On March 14, 2016, Plaintiff Liberty Mutual Insurance Company filed a motion for a preliminary injunction. A hearing on the motion was scheduled for April 5, 2016 at 2:00 p.m. The hearing was converted to a status conference as a result of time constraints. At the status conference, the parties discussed their disagreement over Plaintiff's request for relief.

The contracts at issue in the dispute support Liberty Mutual's claim for injunctive relief, particularly the requirement that Defendants post collateral in the amount of Liberty Mutual's perceived liability. Defendants' main argument against being required to post collateral was its claim that sufficient receivables and anticipated receivables remained in the underlying construction contracts to make Liberty Mutual whole.

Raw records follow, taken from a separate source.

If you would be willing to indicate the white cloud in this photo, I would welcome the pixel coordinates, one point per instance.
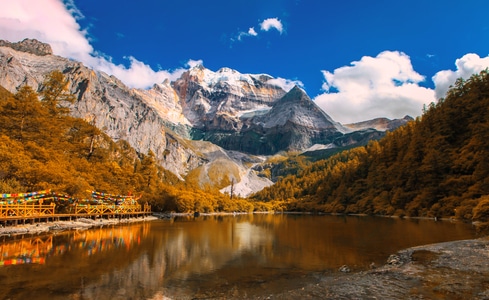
(270, 23)
(467, 65)
(53, 22)
(252, 31)
(381, 86)
(285, 84)
(193, 63)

Liberty Mutual, in addition to seeking collateral, sought the production of Defendants' books and records, consistent with the terms of the surety contracts. Liberty Mutual also sought, and the parties agreed to, a prohibition on any transfers made by Defendants out of the ordinary course of business.

Supplemental briefing was ordered following discovery by Liberty into Defendants' books and records and financial information related to projects underlying the surety bonds and Defendants' discovery into Liberty Mutual's assessment of its own liability and the reasonableness of that assessment.

The parties timely submitted their supplemental briefs. The briefs do not reveal that any relevant information has been uncovered that would suggest that the amount of the posting requirement requested by Liberty is unreasonable. Defendants continue to argue that sufficient receivables remain in the uncompleted construction projects to satisfy all of the claims that Liberty has received under the contracts (from subcontractors, suppliers, etc.). But that argument does not address the purpose of the posting requirement. That purpose, as numerous courts have recognized, is to avoid Liberty having to furnish any of its own capital to cover payment gaps between payables and receivables related to the contract. See, e.g., Safeco Ins. Co. of Am. v. Oakland Excavating Co., Case No. 08-10546, 2009 WL 1658404, at *4 (E.D. Mich. June 12, 2009) (requiring collateral posting for potential loss if claims must be paid and discussing relevant caselaw). That is, the posting requirement in the contract requires Defendants to finance the payment claims, rather than Liberty. It may be that Defendants recuperate some or all of the money posted to satisfy claims in the interim because there are sufficient receivables and funds in the contracts to cover expenses. But that does not mean that Defendants are not required to cover expenses in the interim.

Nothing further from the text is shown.